L’italiano deve ancora migliorare, ma Pep Clotet sarà sicuramente farsi capire dai suoi calciatori. Il tecnico spagnolo è apparso subito determinato e conscio dell’importanza della chiamata di un club ambizioso come quello di Ferrara. Determinazione che riguarda anche l’aspetto più tecnico. L’allenatore spagnolo ha parlato di un calcio offensivo e verticale. Un mix di mentalità ed intensità che possa coinvolgere tutti i calciatori della Spal.
“Ho una idea di gioco molto offensiva” ha detto in conferenza stampa l’allenatore ex Brescia, il quale ha un progetto ben preciso per la squadra che dovrà sempre “cercare di far male all’avversario”. Calcio offensivo ma niente tiki-taka: “Non credo nel possesso palla sterile, deve essere sempre utile a farci trovare pronti quando attacchiamo. Mi piace il pressing e recuperare palla in attacco”. La chiave tattica, mercato permettendo, sarà il 4-3-3. Nato a Barcellona, si Pep Clotet (un nome pesante per un tecnico catalano) sembra dunque volersi ispirare alla filosofia si gioco della squadra blaugrana che ha scritto la storia dello scorso decennio calcistico.
Eppure nelle sue recenti esperienze da allenatore, tra Spagna, Inghilterra ed Italia, ha spesso utilizzato il 4-4-2 come modulo tattico di riferimento. Quest’anno però potrebbe avere la possibilità di costruire una squadra che rispecchi le sue caratteristiche, la sua filosofia di gioco ed il suo credo. La piazza di Ferrara, da questo punto di vista, potrebbe essere perfetta. Una città dove poter costruire giorno dopo giorno, con la giusta pressione ma anche con equilibrio, fiducia e pazienza.

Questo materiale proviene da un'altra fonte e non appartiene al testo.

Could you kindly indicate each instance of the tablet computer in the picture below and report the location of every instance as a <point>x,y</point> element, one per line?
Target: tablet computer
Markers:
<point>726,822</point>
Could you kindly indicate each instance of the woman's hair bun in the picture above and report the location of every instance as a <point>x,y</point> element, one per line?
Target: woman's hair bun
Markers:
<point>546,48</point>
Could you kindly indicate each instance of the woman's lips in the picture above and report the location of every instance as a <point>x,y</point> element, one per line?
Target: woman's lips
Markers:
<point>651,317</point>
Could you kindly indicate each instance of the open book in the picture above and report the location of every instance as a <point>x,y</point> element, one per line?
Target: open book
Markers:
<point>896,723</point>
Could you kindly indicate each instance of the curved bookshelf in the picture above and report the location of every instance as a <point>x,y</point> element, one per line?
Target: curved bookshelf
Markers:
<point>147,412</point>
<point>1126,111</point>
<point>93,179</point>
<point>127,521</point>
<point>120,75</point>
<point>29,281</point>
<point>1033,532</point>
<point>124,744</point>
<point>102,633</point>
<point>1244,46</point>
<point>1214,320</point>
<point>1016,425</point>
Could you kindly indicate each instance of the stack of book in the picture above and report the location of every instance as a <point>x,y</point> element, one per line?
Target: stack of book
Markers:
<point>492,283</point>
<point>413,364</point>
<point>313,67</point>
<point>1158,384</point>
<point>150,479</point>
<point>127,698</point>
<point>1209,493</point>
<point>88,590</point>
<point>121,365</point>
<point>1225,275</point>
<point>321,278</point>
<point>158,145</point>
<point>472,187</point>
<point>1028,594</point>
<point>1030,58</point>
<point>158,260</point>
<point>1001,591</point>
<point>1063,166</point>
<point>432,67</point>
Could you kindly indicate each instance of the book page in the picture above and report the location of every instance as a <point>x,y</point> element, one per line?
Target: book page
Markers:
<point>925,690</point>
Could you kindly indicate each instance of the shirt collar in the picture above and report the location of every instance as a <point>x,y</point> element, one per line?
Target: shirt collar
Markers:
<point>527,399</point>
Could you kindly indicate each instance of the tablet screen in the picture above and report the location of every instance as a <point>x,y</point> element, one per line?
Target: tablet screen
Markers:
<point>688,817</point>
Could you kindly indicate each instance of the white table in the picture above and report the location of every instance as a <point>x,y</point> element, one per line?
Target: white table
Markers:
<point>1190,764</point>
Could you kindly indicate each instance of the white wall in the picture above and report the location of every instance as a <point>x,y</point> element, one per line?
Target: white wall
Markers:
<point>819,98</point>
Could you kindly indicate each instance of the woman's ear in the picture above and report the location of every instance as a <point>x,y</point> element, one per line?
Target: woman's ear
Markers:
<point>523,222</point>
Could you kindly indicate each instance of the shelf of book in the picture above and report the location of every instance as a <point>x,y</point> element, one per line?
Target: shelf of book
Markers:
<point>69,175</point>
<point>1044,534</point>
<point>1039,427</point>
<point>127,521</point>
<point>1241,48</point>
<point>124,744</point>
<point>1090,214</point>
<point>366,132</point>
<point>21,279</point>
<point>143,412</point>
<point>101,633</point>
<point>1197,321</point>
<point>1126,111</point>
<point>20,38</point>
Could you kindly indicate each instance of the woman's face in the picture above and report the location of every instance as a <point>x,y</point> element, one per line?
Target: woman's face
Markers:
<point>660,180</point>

Una costruzione di squadra che – inevitabilmente – passerà per la campagna acquisti estiva. In rosa ci sono già diversi giocatori che potrebbero fare al caso di Pep Clotet, come Vicari, Esposito, Viviani, Valoti, Strefezza, Dickmann e magari il giovane Seck. Il tecnico catalano potrebbe indicare alcuni rinforzi alla dirigenza: il sogno sarebbe Florian Ayé del Brescia, ma anche elementi come Bruno Martella, Filip Jagiello e Marko Pajac potrebbero finire sul taccuino del direttore Zamuner.